Direct effects are the result of growth hormone binding its receptor on target cells. Fat cells (adipocytes), for example, have growth hormone receptors, and growth hormone stimulates them to break down triglyceride and supresses their ability to take up and accumulate circulating lipids.

Indirect effects are mediated primarily by a insulin-like growth factor-I (IGF-I), a hormone that is secreted from the liver and other tissues in response to growth hormone. A majority of the growth promoting effects of growth hormone is actually due to IGF-I acting on its target cells.
Keeping this distinction in mind, we can discuss two major roles of growth hormone and its minion IGF-I in physiology.

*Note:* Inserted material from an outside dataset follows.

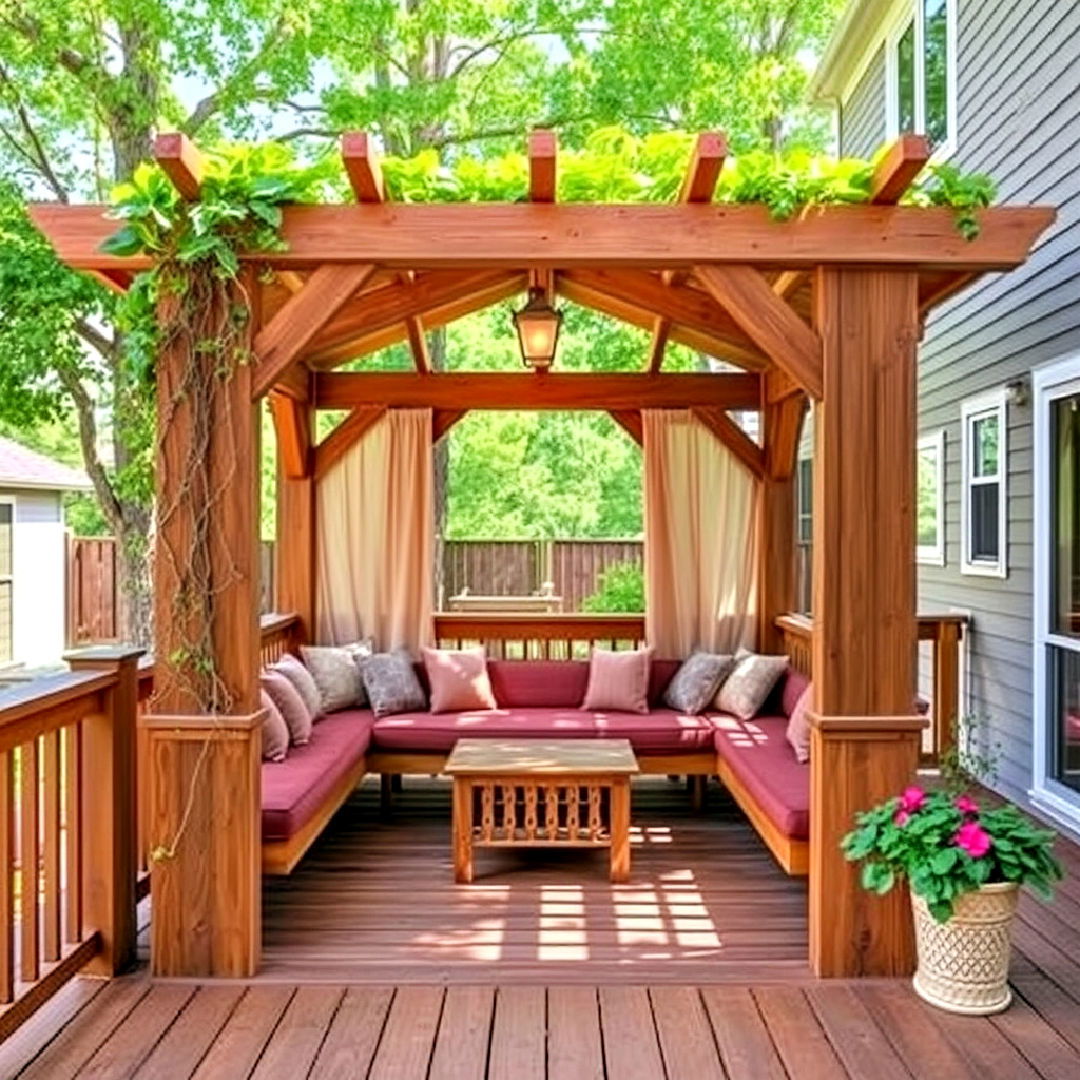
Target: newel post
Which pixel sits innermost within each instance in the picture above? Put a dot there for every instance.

Growth is a very complex process, and requires the coordinated action of several hormones. The major role of growth hormone in stimulating body growth is to stimulate the liver and other tissues to secrete IGF-I. IGF-I stimulates proliferation of chondrocytes (cartilage cells), resulting in bone growth. Growth hormone does seem to have a direct effect on bone growth in stimulating differentiation of chondrocytes.

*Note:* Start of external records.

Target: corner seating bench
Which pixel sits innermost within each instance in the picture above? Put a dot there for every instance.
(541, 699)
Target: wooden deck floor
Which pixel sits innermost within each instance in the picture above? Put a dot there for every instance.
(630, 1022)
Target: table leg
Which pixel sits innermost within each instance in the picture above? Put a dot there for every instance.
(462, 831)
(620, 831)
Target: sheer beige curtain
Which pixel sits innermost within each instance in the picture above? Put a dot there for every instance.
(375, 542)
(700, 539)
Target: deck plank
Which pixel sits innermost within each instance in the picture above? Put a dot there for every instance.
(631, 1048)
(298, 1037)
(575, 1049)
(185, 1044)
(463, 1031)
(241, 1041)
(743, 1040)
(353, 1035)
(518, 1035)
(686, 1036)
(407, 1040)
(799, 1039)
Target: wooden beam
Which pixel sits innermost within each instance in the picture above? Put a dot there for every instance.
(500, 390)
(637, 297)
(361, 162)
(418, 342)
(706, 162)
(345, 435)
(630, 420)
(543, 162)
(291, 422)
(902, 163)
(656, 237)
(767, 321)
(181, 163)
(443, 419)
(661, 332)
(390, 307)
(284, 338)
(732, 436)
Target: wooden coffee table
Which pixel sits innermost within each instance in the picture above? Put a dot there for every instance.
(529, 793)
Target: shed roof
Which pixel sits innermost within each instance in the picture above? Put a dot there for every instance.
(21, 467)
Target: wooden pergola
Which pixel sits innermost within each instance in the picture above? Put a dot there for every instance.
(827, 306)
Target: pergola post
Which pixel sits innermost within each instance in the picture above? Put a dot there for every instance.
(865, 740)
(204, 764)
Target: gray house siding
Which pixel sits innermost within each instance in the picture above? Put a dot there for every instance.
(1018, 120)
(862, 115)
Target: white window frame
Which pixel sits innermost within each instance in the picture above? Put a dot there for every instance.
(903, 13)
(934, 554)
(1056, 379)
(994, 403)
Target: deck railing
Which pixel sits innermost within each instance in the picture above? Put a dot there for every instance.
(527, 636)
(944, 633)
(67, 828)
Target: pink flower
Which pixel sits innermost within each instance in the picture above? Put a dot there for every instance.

IGF-I also appears to be the key player in muscle growth. It stimulates both the differentiation and proliferation of myoblasts. It also stimulates amino acid uptake and protein synthesis in muscle and other tissues.

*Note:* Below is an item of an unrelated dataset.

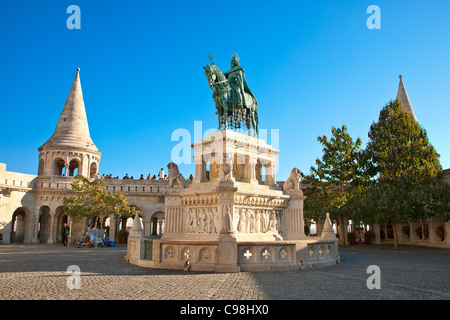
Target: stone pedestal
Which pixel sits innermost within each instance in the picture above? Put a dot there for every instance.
(229, 219)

Growth hormone has important effects on protein, lipid and carbohydrate metabolism. In some cases, a direct effect of growth hormone has been clearly demonstrated, in others, IGF-I is thought to be the critical mediator, and some cases it appears that both direct and indirect effects are at play.

Pituitary Gland

The pituitary gland is also known as hypophysis.
It is small gland with a diameter of 1 cm and weight of 0.5-1 gm.
It lies at the base of the brain in sella tunica. It is connected with the
hypothalamus by the pituitary stalk or hypophyseal stalk.
The pituitary gland is divided into two portions:
    (1)Anterior pituitary or adenohypophysis
    (2)Posterior pituitary or neurohypophysis.
    Between the two portions, there is a small, relatively avascular zone called pars intermedia. It forms a part of anterior pituitary.It is very small in human beings and is larger and more functional in some lower animals. 
 

Hypothalamus

The hypothalamus is a region of the brain that controls an immense number of bodily functions. It is located in the middle of the base of the brain, and encapsulates the ventral portion of the third ventricle.
 

The pituitary gland may be king, but the power behind the throne is clearly the hypothalamus. As alluded to in the last section, some of the neurons within the hypothalamus - neurosecretory neurons - secrete hormones that strictly control secretion of hormones from the anterior pituitary. The hypothalamic hormones are referred to as releasing hormones and inhibiting hormones, reflecting their influence on anterior pituitary hormones.
 

Hypothalamic releasing and inhibiting hormones are carried directly to the anterior pituitary gland via hypothalamic-hypophyseal portal veins. Specific hypothalamic hormones bind to receptors on specific anterior pituitary cells, modulating the release of the hormone they produce.
 

As an example, thyroid-releasing hormone from the hypothalamus binds to receptors on anterior pituitary cells called thyrotrophs, stimulating them to secrete thyroid-stimulating hormone or TSH. The anterior pituitary hormones enter the systemic circulation and bind to their receptors on other target organs. In the case of TSH, the target organ is the thyroid gland.

Major hormones of Hypothalamus are

1. TRH
2. GHRH
3. GnRH
4. MIH

Friday, May 11, 2012

Endocrinology - Definition

Endocrinology is a study of hormones which are secreted by various endocrine glands and on target cells some distance away. Endocrine system regulates the body homeostasis by feedback mechanism.